We want to promote a culture which favours responsibility and establishes boundaries - limits of what is acceptable and unacceptable.
Now we can't and shouldn't seek to turn the clock back on technology and change - rather we need to harness new technology and use it to enable parents to exercise the control they want over the new influences on their children.
That is why I've been talking to Ofcom about further measures to protect children from unsuitable material in the media.
We need to support all those broadcasters and providers doing a huge amount and of course we need to recognise there are global markets where we need international agreement.
We used to have the 'x' certificate which sent out a clear message.
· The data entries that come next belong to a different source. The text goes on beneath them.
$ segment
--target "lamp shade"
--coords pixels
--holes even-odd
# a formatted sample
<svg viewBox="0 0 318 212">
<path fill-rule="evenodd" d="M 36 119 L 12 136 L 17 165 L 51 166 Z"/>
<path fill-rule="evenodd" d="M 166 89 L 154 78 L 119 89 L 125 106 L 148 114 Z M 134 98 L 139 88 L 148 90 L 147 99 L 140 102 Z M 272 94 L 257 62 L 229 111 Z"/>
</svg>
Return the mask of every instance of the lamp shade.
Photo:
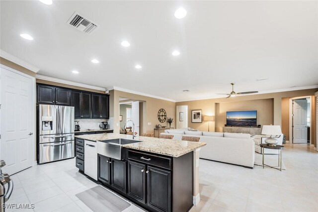
<svg viewBox="0 0 318 212">
<path fill-rule="evenodd" d="M 280 135 L 282 130 L 279 125 L 264 125 L 262 129 L 263 135 Z"/>
<path fill-rule="evenodd" d="M 205 115 L 203 116 L 203 120 L 206 121 L 214 121 L 214 115 Z"/>
</svg>

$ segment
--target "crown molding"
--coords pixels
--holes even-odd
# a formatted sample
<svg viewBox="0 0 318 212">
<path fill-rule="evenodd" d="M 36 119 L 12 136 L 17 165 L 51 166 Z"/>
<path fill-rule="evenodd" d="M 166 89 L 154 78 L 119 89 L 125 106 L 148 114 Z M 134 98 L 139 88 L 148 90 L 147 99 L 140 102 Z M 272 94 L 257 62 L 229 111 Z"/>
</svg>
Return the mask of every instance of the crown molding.
<svg viewBox="0 0 318 212">
<path fill-rule="evenodd" d="M 164 98 L 163 97 L 158 97 L 157 96 L 152 95 L 151 94 L 146 94 L 142 92 L 139 92 L 138 91 L 135 91 L 129 89 L 123 89 L 122 88 L 119 88 L 116 86 L 113 86 L 111 88 L 109 88 L 107 89 L 108 91 L 111 90 L 115 90 L 116 91 L 122 91 L 123 92 L 127 92 L 131 94 L 136 94 L 137 95 L 144 96 L 145 97 L 151 97 L 152 98 L 158 99 L 159 100 L 165 100 L 166 101 L 172 102 L 175 103 L 176 101 L 174 100 L 171 100 L 170 99 Z"/>
<path fill-rule="evenodd" d="M 37 74 L 35 75 L 35 78 L 39 80 L 46 80 L 48 81 L 54 82 L 55 83 L 62 83 L 63 84 L 69 85 L 70 86 L 78 86 L 82 88 L 85 88 L 90 89 L 94 89 L 98 91 L 102 91 L 105 92 L 106 93 L 108 93 L 108 91 L 106 90 L 104 88 L 98 87 L 97 86 L 91 86 L 90 85 L 83 84 L 82 83 L 76 83 L 75 82 L 69 81 L 68 80 L 61 80 L 60 79 L 54 78 L 53 77 L 47 77 L 46 76 L 40 75 Z"/>
<path fill-rule="evenodd" d="M 258 95 L 260 94 L 271 94 L 274 93 L 279 93 L 279 92 L 287 92 L 289 91 L 299 91 L 301 90 L 306 90 L 306 89 L 313 89 L 315 88 L 318 88 L 318 85 L 315 85 L 314 86 L 303 86 L 301 87 L 296 87 L 296 88 L 289 88 L 287 89 L 277 89 L 277 90 L 273 90 L 270 91 L 261 91 L 256 94 L 245 94 L 244 95 L 242 95 L 241 97 L 244 96 L 250 96 L 250 95 Z M 318 92 L 316 92 L 316 94 L 318 94 Z M 225 98 L 226 97 L 224 97 Z M 223 97 L 216 97 L 215 96 L 211 96 L 210 97 L 207 98 L 203 98 L 199 99 L 184 99 L 182 100 L 176 101 L 176 103 L 180 103 L 182 102 L 188 102 L 188 101 L 196 101 L 198 100 L 210 100 L 212 99 L 223 99 Z"/>
<path fill-rule="evenodd" d="M 33 72 L 37 73 L 40 70 L 38 68 L 33 66 L 26 62 L 24 61 L 1 49 L 0 49 L 0 56 L 6 60 L 9 60 L 13 63 L 18 64 L 22 67 L 25 68 L 30 71 L 33 71 Z"/>
</svg>

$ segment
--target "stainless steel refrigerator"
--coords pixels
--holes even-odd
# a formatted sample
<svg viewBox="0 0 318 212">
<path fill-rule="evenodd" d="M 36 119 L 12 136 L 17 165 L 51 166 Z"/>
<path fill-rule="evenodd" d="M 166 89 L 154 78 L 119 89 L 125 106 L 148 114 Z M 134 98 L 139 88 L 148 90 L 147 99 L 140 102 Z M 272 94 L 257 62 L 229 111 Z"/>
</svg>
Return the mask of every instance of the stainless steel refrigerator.
<svg viewBox="0 0 318 212">
<path fill-rule="evenodd" d="M 74 157 L 74 107 L 37 106 L 38 163 Z"/>
</svg>

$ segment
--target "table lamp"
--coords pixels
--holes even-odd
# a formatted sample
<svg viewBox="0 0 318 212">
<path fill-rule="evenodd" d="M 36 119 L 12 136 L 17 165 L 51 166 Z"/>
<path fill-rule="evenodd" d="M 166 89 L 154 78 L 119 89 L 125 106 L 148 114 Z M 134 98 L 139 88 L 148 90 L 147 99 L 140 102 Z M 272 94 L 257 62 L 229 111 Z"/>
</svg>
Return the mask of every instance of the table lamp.
<svg viewBox="0 0 318 212">
<path fill-rule="evenodd" d="M 214 115 L 205 115 L 203 116 L 203 120 L 209 121 L 209 132 L 210 132 L 210 122 L 214 120 Z"/>
<path fill-rule="evenodd" d="M 273 135 L 280 135 L 282 130 L 279 125 L 264 125 L 262 129 L 262 134 L 270 135 L 270 137 L 265 139 L 265 142 L 269 146 L 276 146 L 278 141 L 272 137 Z"/>
</svg>

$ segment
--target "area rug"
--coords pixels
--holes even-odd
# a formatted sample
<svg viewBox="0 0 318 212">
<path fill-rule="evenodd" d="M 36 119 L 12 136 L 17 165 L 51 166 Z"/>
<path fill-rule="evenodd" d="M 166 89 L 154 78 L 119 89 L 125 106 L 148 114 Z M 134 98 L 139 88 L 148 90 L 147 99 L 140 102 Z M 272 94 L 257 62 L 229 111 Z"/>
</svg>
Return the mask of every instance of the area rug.
<svg viewBox="0 0 318 212">
<path fill-rule="evenodd" d="M 284 158 L 282 160 L 282 170 L 286 170 L 286 167 L 284 165 Z M 255 162 L 254 164 L 257 166 L 263 166 L 263 155 L 262 154 L 255 153 Z M 270 166 L 278 168 L 278 155 L 264 155 L 264 163 Z"/>
<path fill-rule="evenodd" d="M 120 212 L 131 205 L 100 186 L 76 196 L 94 212 Z"/>
</svg>

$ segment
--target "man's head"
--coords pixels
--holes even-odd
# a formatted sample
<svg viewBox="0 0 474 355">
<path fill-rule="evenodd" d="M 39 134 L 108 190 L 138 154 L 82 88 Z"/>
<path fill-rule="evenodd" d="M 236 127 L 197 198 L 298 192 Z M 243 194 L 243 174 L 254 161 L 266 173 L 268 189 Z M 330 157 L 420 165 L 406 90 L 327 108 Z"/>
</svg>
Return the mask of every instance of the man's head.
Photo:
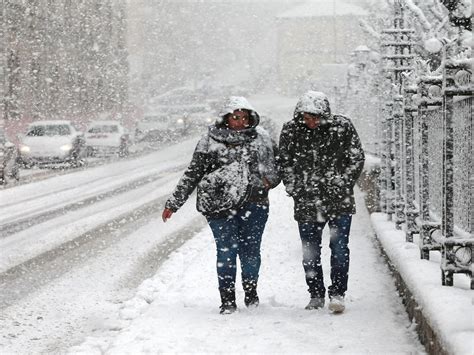
<svg viewBox="0 0 474 355">
<path fill-rule="evenodd" d="M 310 112 L 303 112 L 302 116 L 303 116 L 304 124 L 310 129 L 317 128 L 319 124 L 321 123 L 321 116 L 319 115 L 315 115 Z"/>
<path fill-rule="evenodd" d="M 308 128 L 317 128 L 331 116 L 327 96 L 319 91 L 307 91 L 298 100 L 295 108 L 295 120 Z"/>
</svg>

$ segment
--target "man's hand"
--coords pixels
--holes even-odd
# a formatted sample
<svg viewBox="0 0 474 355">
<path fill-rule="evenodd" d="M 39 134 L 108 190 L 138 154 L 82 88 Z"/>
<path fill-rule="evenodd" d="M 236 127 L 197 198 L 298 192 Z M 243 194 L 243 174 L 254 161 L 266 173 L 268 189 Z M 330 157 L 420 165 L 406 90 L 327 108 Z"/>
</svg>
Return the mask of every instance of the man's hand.
<svg viewBox="0 0 474 355">
<path fill-rule="evenodd" d="M 163 219 L 163 222 L 166 222 L 168 219 L 171 218 L 173 215 L 173 211 L 171 211 L 169 208 L 165 208 L 163 210 L 163 213 L 161 214 L 161 218 Z"/>
</svg>

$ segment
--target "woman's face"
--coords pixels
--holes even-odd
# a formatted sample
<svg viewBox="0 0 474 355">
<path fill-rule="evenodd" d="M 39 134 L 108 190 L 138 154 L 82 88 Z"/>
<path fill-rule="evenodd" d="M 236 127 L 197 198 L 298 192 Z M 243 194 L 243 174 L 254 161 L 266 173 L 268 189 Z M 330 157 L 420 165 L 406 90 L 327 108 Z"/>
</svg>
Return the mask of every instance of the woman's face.
<svg viewBox="0 0 474 355">
<path fill-rule="evenodd" d="M 249 113 L 246 110 L 235 110 L 227 117 L 227 124 L 230 129 L 240 131 L 250 125 Z"/>
</svg>

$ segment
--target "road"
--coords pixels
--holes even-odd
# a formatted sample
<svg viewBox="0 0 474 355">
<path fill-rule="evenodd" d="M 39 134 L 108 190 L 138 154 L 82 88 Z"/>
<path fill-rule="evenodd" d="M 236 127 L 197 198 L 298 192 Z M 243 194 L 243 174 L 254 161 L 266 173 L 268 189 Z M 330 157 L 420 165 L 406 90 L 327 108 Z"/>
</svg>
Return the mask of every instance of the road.
<svg viewBox="0 0 474 355">
<path fill-rule="evenodd" d="M 61 352 L 107 324 L 205 225 L 160 212 L 195 139 L 0 191 L 0 352 Z"/>
</svg>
I am pleased that today Ofcom has agreed to promote a series of common labelling standards, agreed with stakeholders, providing information on the type of content, regardless of the medium concerned - cinema, TV, radio, video games, or the internet.
As part of its responsibilities for content regulation and media literacy, I am pleased to say also that Ofcom will undertake a number of initiatives to make it easier for parents to protect their children from what they are seeing:
- Conduct an information campaign for parents which will let them know what parental control software is available for computers and TV set-top boxes
- Work with equipment manufacturers to ensure parents have better information on how to use blocking software
- Consider what can be done to assist parents in restricting access to violent and obscene material sent over the internet.
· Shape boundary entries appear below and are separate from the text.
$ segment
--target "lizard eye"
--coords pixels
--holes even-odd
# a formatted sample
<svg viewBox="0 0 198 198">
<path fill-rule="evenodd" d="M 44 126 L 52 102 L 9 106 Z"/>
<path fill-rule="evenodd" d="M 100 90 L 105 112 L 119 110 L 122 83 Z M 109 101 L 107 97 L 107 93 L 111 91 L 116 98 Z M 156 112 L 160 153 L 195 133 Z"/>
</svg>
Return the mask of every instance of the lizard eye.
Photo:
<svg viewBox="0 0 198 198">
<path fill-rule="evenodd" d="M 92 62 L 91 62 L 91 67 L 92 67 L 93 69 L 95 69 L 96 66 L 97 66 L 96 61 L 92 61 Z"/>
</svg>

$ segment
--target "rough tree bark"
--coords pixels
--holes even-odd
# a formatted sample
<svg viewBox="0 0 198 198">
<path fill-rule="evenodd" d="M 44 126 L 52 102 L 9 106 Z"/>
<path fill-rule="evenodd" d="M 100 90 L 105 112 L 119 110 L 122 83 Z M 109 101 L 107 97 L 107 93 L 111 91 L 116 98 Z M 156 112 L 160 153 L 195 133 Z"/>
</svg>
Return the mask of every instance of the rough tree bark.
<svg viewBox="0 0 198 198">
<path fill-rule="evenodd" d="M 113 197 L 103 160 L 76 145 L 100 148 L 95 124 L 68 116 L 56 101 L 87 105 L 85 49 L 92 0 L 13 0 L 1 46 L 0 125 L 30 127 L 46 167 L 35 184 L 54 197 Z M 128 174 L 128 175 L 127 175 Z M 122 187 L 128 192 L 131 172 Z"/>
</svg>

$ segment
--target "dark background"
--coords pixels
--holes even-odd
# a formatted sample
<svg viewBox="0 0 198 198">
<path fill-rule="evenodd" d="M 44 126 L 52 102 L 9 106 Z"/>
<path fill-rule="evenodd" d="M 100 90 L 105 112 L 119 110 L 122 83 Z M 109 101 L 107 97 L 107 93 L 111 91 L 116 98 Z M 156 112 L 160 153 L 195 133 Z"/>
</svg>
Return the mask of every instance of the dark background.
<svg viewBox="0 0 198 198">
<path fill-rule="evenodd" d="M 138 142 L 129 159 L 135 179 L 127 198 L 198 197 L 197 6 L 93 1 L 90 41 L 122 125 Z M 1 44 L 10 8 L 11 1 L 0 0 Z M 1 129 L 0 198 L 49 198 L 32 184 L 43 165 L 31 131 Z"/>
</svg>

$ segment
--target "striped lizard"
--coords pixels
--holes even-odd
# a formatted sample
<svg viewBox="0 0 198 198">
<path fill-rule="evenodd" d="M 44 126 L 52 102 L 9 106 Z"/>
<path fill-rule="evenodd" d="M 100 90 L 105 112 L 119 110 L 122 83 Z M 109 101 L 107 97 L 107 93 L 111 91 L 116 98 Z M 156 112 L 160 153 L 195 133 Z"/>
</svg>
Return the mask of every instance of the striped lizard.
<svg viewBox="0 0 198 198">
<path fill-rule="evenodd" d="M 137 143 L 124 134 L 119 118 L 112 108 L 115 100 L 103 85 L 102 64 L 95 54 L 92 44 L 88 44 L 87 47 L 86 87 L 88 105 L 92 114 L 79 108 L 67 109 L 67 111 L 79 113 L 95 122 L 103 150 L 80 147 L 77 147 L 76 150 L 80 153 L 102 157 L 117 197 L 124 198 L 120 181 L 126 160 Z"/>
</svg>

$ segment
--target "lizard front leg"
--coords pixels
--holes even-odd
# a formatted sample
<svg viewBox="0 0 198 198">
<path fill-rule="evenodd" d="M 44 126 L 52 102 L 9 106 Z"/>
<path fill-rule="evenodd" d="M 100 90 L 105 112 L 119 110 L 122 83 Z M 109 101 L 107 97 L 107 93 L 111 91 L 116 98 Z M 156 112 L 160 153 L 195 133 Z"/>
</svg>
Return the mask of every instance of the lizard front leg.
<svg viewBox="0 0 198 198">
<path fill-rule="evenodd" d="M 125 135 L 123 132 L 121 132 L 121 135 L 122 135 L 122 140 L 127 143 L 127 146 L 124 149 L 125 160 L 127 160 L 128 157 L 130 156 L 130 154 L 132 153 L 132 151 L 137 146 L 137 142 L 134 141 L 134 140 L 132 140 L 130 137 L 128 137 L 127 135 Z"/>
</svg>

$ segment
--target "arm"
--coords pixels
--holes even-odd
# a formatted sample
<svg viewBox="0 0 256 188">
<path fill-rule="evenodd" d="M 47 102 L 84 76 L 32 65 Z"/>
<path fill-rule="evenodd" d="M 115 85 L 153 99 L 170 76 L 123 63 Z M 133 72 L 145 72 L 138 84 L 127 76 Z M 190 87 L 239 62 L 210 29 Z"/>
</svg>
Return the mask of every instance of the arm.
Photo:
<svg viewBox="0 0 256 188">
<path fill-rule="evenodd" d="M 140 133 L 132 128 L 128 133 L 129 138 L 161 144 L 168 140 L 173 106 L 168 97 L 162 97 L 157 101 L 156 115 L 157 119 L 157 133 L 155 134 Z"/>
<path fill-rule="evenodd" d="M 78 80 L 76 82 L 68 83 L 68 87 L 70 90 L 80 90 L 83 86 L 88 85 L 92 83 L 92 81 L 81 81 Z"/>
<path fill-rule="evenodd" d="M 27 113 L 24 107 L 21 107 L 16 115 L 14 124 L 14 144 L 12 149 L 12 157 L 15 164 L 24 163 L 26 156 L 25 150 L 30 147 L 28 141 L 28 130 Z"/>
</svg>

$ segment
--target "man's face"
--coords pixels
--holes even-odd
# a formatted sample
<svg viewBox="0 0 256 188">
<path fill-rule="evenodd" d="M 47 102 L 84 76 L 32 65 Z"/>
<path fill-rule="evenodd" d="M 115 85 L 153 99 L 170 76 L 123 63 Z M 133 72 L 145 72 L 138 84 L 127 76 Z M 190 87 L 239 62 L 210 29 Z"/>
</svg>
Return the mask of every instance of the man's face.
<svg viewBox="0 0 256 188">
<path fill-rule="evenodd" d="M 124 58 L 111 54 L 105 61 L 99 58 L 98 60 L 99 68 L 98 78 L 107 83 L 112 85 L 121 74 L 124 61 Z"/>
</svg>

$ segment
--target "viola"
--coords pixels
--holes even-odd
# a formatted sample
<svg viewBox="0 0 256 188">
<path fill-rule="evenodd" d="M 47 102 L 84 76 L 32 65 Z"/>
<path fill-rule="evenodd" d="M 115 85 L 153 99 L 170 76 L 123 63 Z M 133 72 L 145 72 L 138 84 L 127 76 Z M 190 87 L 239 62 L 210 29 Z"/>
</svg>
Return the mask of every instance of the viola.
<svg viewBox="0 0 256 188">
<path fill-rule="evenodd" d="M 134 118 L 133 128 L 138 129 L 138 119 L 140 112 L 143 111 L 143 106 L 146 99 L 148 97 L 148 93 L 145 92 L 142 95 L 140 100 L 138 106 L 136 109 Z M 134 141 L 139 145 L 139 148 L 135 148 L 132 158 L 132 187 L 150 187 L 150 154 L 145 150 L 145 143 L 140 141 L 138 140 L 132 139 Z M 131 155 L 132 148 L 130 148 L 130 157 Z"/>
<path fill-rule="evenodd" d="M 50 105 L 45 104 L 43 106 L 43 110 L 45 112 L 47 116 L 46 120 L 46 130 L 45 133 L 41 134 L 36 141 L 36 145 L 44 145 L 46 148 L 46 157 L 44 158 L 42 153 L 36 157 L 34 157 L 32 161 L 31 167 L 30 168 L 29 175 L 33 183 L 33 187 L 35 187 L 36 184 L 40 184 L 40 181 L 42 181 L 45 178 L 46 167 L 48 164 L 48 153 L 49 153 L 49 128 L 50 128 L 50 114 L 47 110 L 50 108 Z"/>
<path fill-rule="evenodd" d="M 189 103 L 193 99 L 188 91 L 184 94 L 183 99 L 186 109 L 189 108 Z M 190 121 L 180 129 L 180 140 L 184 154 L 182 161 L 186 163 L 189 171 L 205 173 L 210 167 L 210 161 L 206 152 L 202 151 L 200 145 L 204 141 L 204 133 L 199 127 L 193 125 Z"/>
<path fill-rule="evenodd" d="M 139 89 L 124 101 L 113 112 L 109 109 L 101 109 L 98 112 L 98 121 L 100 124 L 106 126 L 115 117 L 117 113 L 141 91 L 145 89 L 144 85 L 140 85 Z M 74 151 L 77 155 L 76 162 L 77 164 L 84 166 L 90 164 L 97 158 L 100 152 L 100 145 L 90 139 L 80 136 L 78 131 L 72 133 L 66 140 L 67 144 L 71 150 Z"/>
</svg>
Ofcom will also work with the Internet Watch Foundation to ensure internet service providers tell their subscribers about software which blocks access to sites.
But just as sometimes children are exposed to information we as parents would rather they didn't see, so as parents we sometimes find it hard to get the information we need, somewhere to turn to, for example, when particular problems arise for the first time.
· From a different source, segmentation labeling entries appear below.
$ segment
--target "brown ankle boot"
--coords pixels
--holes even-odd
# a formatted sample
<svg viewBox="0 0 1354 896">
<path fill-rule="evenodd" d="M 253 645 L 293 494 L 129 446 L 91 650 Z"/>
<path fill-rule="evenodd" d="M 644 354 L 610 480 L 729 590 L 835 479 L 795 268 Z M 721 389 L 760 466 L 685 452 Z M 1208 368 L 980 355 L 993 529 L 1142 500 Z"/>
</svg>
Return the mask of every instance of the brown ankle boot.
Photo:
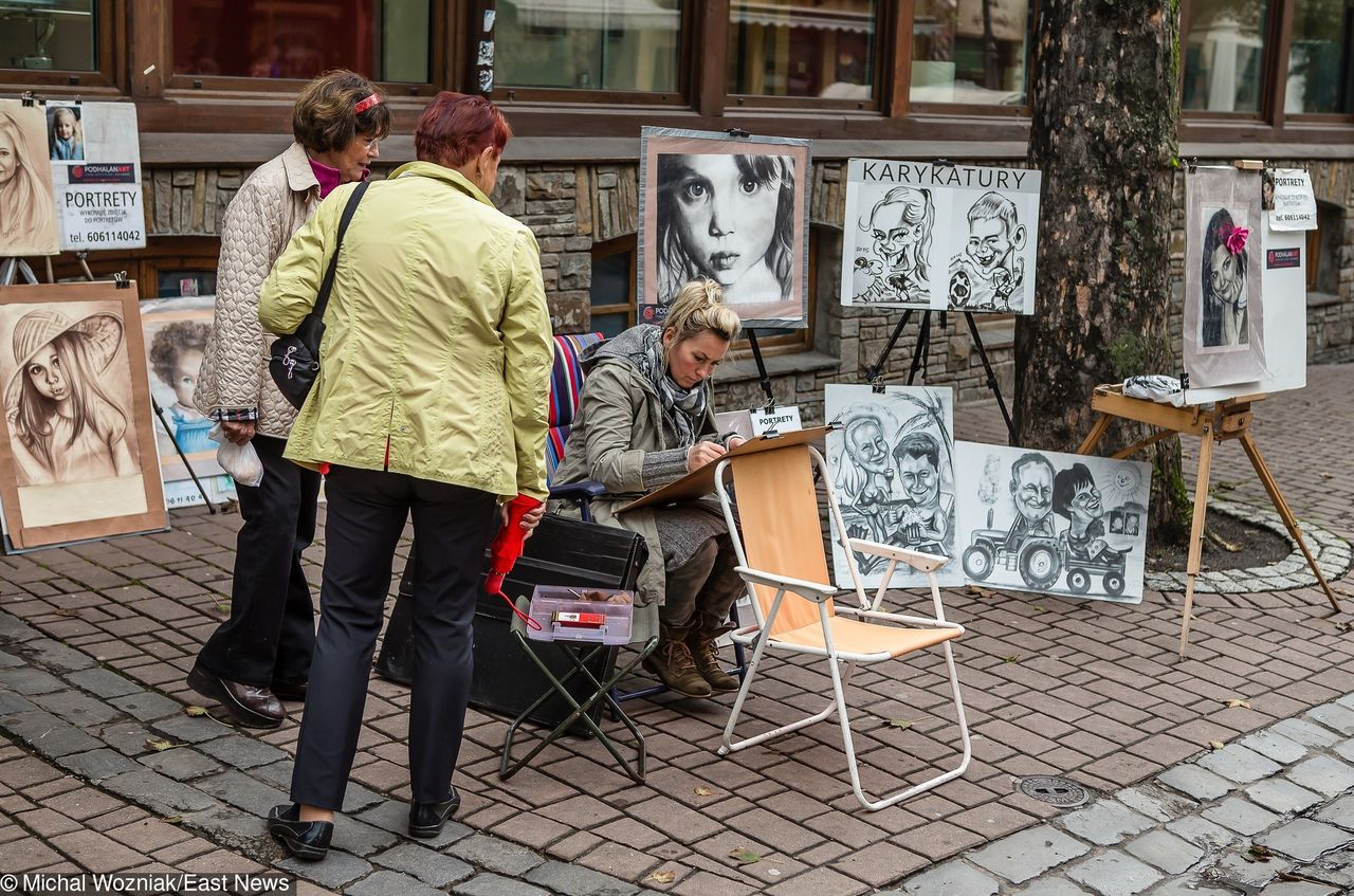
<svg viewBox="0 0 1354 896">
<path fill-rule="evenodd" d="M 700 671 L 700 677 L 705 679 L 711 690 L 727 694 L 738 690 L 742 682 L 726 673 L 724 667 L 719 663 L 719 647 L 715 644 L 719 635 L 719 631 L 693 628 L 691 635 L 686 636 L 686 646 L 691 648 L 691 655 L 696 663 L 696 669 Z"/>
<path fill-rule="evenodd" d="M 705 678 L 692 660 L 686 647 L 686 629 L 659 628 L 658 647 L 645 658 L 645 669 L 658 675 L 673 693 L 682 697 L 708 697 L 711 690 Z"/>
</svg>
Parentline Plus is today already taking over 100,000 calls from parents a year. I suggest we look to build on this to a parents service operating in all media forms which acts as a gateway to direct parents to the astonishing breadth of support on offer from the voluntary sector. And from next year we are piloting parents' know how with access through internet, emails, telephone and on a 24 hour basis.
And I believe we need to give backing to the mother to mother, children to children, parent to parent services that are currently either in existence or starting. I have already said we must do more for Childline, and I suggest we do more to support the charities providing the services going to mums, children and young people.
It is common sense that one of our biggest challenges is now to reinforce the discipline of and strengthen the authority not just of parents but of parents and teachers when they work together.
The idea of a parent teacher associations is now more important than ever, it is the authority of both that needs strengthened. And to make this effective, parents and teachers need to link up more closely together.
I would like each pupil to have a class teacher, coach or director of studies who understands their needs, and is in regular contact with parents.
Parents need to be involved in the education of their children, I want all schools to invite parents into primary schools for reading hours.
I want to help parents and teachers tackle bullying - with all schools signing the anti bullying charter for action - and outside the school gate more resources to Childline to address the problem.
Later today we will talk about marriage and I will always be pro family and pro marriage.
We need to mobilise all of our energies and commitment to support children and families - to help parents as they do the most difficult job in the world, raising a child.
All families face their own challenges which they tackle in their own way but government has a duty to support them all.
And by that, I mean practical, sustained help, whenever and wherever families need it, in whatever circumstances they find themselves, not by making judgements but seeking always to find the best way to support every child.